Keira fissò Jak negli occhi. -Non hai i genitori, non hai amici, e non parli». Poi, senza nessun preavviso, lo strinse in un abbraccio. «Sei strano strano, ma io ti voglio essere amica lo stesso. Faccio bene mamma? Faccio bene papà?»
«Fai benissimo tesoro». Navia era rimasta tutto il tempo a braccia conserte sull'uscio. «Ora perché non vai a giocare con Jak al Villaggio? Così gli fai vedere anche com'è fatto».
Keira acconsentì e i due, mano nella mano, uscirono a perdifiato verso il centro abitato.

«Okay, cos'ha in mente?!»
Navia aveva abbandonato l'atteggiamento delicato e aveva tirato fuori gli artigli per aggredire verbalmente il Saggio dell'Eco.

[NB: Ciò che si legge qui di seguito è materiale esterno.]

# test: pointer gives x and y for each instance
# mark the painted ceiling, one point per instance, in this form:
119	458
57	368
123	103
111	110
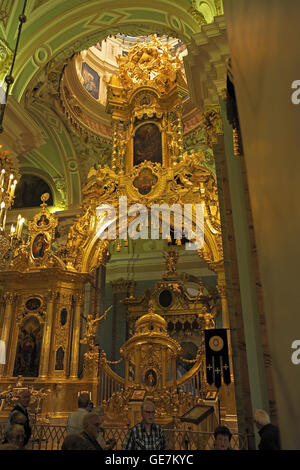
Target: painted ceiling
36	128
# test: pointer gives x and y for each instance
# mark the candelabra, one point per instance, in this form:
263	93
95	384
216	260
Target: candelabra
9	178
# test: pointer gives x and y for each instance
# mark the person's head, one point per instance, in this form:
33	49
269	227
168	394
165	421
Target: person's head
261	418
90	406
75	442
99	410
24	397
91	425
15	435
222	438
83	400
148	412
17	417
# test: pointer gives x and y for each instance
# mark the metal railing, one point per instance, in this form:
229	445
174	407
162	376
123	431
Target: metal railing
46	437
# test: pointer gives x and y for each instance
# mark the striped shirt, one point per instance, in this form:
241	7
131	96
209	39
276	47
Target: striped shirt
138	439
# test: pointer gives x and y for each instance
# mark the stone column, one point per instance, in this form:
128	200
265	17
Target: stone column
9	299
76	337
225	316
48	328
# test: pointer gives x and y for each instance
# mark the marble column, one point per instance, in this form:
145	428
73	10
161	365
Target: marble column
48	328
9	300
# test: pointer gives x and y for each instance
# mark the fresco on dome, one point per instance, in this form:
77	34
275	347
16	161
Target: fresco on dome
91	80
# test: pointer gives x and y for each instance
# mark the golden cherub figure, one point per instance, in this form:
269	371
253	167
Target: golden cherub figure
91	328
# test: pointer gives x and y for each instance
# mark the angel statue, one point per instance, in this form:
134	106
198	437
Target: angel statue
91	328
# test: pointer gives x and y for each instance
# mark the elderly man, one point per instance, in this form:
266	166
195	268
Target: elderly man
75	420
146	435
91	427
15	435
270	437
21	406
222	438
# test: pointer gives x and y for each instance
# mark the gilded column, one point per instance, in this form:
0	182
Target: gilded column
225	316
76	337
48	328
9	299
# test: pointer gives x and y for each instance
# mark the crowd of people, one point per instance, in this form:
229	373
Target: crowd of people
85	429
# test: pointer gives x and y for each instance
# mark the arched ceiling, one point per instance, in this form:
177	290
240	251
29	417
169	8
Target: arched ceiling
53	33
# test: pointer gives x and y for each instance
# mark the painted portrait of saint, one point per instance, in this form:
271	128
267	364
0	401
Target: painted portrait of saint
91	80
150	378
145	181
39	246
28	349
147	144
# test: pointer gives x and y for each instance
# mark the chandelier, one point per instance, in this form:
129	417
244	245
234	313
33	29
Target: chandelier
9	178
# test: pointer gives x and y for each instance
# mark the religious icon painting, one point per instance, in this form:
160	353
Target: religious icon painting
39	246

Samos, da quando i due piccoli se ne erano andati, nel tempo che la donna aveva aspettato affinché non potessero sentirla urlare aveva proseguito ad ispezionare la stanza. Si ritrovò ad avere tra le mani un bordone ricavato da un ramo sottile dalla punta biforcuta. «Bello questo. Penso che lo userò io» disse dopo averlo maneggiato un poco.
«Non ignorarmi!» fu la reazione di Navia, furiosa più che mai. «Fingersi suo padre? Ma è impazzito?! Lei non conosce nulla di mio marito!»
«E Keira sì?».
Navia non rispose per un primo secondo. Poi: «Glielo dico di nuovo: cos'ha in mente?»
«Non approfitterò di te, Navia, e non abuserò del fatto che "mi devi un grande favore"». La premessa funzionò: Navia parve calmarsi. «Sandover... no, l'intera isola ha bisogno di un Saggio dell'Eco Verde, Jak ha bisogno di un mentore, tu di aiuto e Keira di un padre»
«Ma...»
«Non l'hai vista? Era felice. Più felice, ci metterei la mano nell'Eco Oscuro, di quanto lo sia mai stata in tutto questo tempo.
«Ne ha bisogno, Navia. Ne ha bisogno un mondo. E lo sai meglio di me».
Navia fissò negli occhi il vecchio Saggio.
Gli si avvicinò, mise le mani su entrambe le spalle, lo abbracciò, portò le sue labbra al suo orecchio e cercando di scacciare nuove lacrime lo ringraziò con tutto l'amore che aveva.
Uscì fuori, lasciando Samos da solo insieme alle piante.
Rifletté su ciò che aveva appena fatto: non ci credeva neanche lui che avesse funzionato. Anche se sapeva cosa sarebbe accaduto rimaneva comunque stupito dalla facilità con cui accadde.
Caricando un minimo di Eco si librò in aria, chiuse gli occhi e meditò:
"Tutti i semi sono stati piantati. Non ci resta che aspettare i frutti. C'è tempo, Samos, c'è tempo".